Лишь однажды он вскипел и позволил себе резкий выпад против Ирода. Это было в тот день, когда Людвик узнал о грубом обращении с заключенными в тюрьме женщинами — Верой Николаевной и Людмилой Александровной. Мы возвращались с «песков», когда нам встретился Ирод. «Врач просил назначить тебе дополнительное питание, — обратился он к Варыньскому. — Будешь получать двойную порцию каши». Обращаться на «ты» Ирода обязывала инструкция. Варыньский знал об этом и никогда не пытался выражать ненужный протест, просто не замечал этого; тем более, что Ирод, несмотря на заведомо невежливую форму обращения, старался смягчить ее интонацией, когда говорил с Варыньским. И не только Ирод! Унтеры тоже уважали и даже побаивались Варыньского. И это при полном его бесправии и почти полной бессловесности в общении с ними!

Но на этот раз, едва Ирод договорил, как Варыньский остановился и смерил его презрительным взглядом. Слова не передают испепеляющей силы этого взгляда! Казалось, он может им убить! К этому взгляду Людвик на сей раз прибавил полную холодного бешенства речь о том, что если администрация позволит себе грубо обращаться с заключенными в тюрьме женщинами, то он, Варыньский, примет специальные меры, чтобы не допустить впредь такого обращения. Со стороны могло показаться, что генерал распекает своего денщика за скверно надраенные сапоги. Варыньский был убедителен неотразимо. Не могло возникнуть и тени сомнения, что он способен привести свою угрозу в исполнение, хотя возможности протестовать у нас были две — голодовка и оскорбление действием того же Ирода, что автоматически вело за собою расстреляние и было тем шансом кончить счеты с жизнью, которым могли воспользоваться потерявшие надежду узники. Так расстреляли Минакова, а затем Мышкина, запустившего в Ирода медной тарелкой.

Но на этот раз Ирод, казалось, был смущен. Тихим голосом он обещал Варыньскому, что узнает обстоятельства грубого обращения с женщинами и что такого больше не повторится.

Благодаря особой впечатлительности Варыньского, на нем очень отражались жандармские фокусы, лишая его спокойствия, столь необходимого при его болезнях.
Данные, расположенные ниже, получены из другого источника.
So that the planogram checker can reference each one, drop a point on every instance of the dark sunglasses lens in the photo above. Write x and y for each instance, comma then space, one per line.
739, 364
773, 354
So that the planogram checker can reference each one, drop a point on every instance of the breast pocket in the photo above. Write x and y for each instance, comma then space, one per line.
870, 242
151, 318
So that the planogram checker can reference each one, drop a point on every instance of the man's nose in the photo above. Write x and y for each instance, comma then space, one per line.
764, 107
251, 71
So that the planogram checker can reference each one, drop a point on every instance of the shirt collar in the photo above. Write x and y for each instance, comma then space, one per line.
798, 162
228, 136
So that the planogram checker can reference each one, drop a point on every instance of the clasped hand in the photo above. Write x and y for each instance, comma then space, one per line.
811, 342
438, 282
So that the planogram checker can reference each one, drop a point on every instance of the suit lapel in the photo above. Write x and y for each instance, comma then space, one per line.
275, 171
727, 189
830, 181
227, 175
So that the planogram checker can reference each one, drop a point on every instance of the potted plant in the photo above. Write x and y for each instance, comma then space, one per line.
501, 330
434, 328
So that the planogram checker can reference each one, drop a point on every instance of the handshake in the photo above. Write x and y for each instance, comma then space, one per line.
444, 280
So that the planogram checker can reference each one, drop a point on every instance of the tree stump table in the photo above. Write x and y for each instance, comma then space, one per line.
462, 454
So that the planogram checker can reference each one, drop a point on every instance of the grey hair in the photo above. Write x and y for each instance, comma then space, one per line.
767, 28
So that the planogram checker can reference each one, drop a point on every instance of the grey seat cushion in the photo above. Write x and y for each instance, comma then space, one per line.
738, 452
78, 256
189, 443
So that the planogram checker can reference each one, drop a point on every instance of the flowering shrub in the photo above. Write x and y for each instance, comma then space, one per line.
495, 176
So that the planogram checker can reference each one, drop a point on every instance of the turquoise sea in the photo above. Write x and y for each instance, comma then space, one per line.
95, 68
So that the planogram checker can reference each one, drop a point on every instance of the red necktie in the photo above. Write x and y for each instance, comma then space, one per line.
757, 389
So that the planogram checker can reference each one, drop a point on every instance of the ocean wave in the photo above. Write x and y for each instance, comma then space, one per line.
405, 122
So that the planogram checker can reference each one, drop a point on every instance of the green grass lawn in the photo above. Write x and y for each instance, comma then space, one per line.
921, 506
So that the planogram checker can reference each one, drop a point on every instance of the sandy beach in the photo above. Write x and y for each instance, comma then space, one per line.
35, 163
Когда мы впервые вновь увиделись с ним через девять месяцев после прибытия в Шлиссельбург, у него уже была цинга, опухли ноги и он с трудом ходил. А ведь ему тогда только что исполнилось тридцать лет! Воистину он истратил свое здоровье на борьбу за лучшее будущее; все лишения, которые он терпел в эмиграции, в Королевстве, находясь на нелегальном положении, в тюрьмах Варшавы и Кракова, разом сказались и превратили неукротимого борца в немощного старца. К желудочным болезням добавились невыносимые зубные боли. Врач Нарышкин рвал ему зубы, однажды сломал одни, оставив корень, который начал загнивать, отчего воспалилась челюсть. Рассказывая мне об этом на прогулке, Людвик просил не сообщать товарищам, поскольку Нарышкин, по его словам, был не виноват. При всей своей энергии и решительности Людвик был так деликатен, что диву даешься! Он опасался, что кто-нибудь из нас мог упрекнуть Нарышкина! Надо сказать, что врач — редкая скотина — никак не заслуживал такого отношения.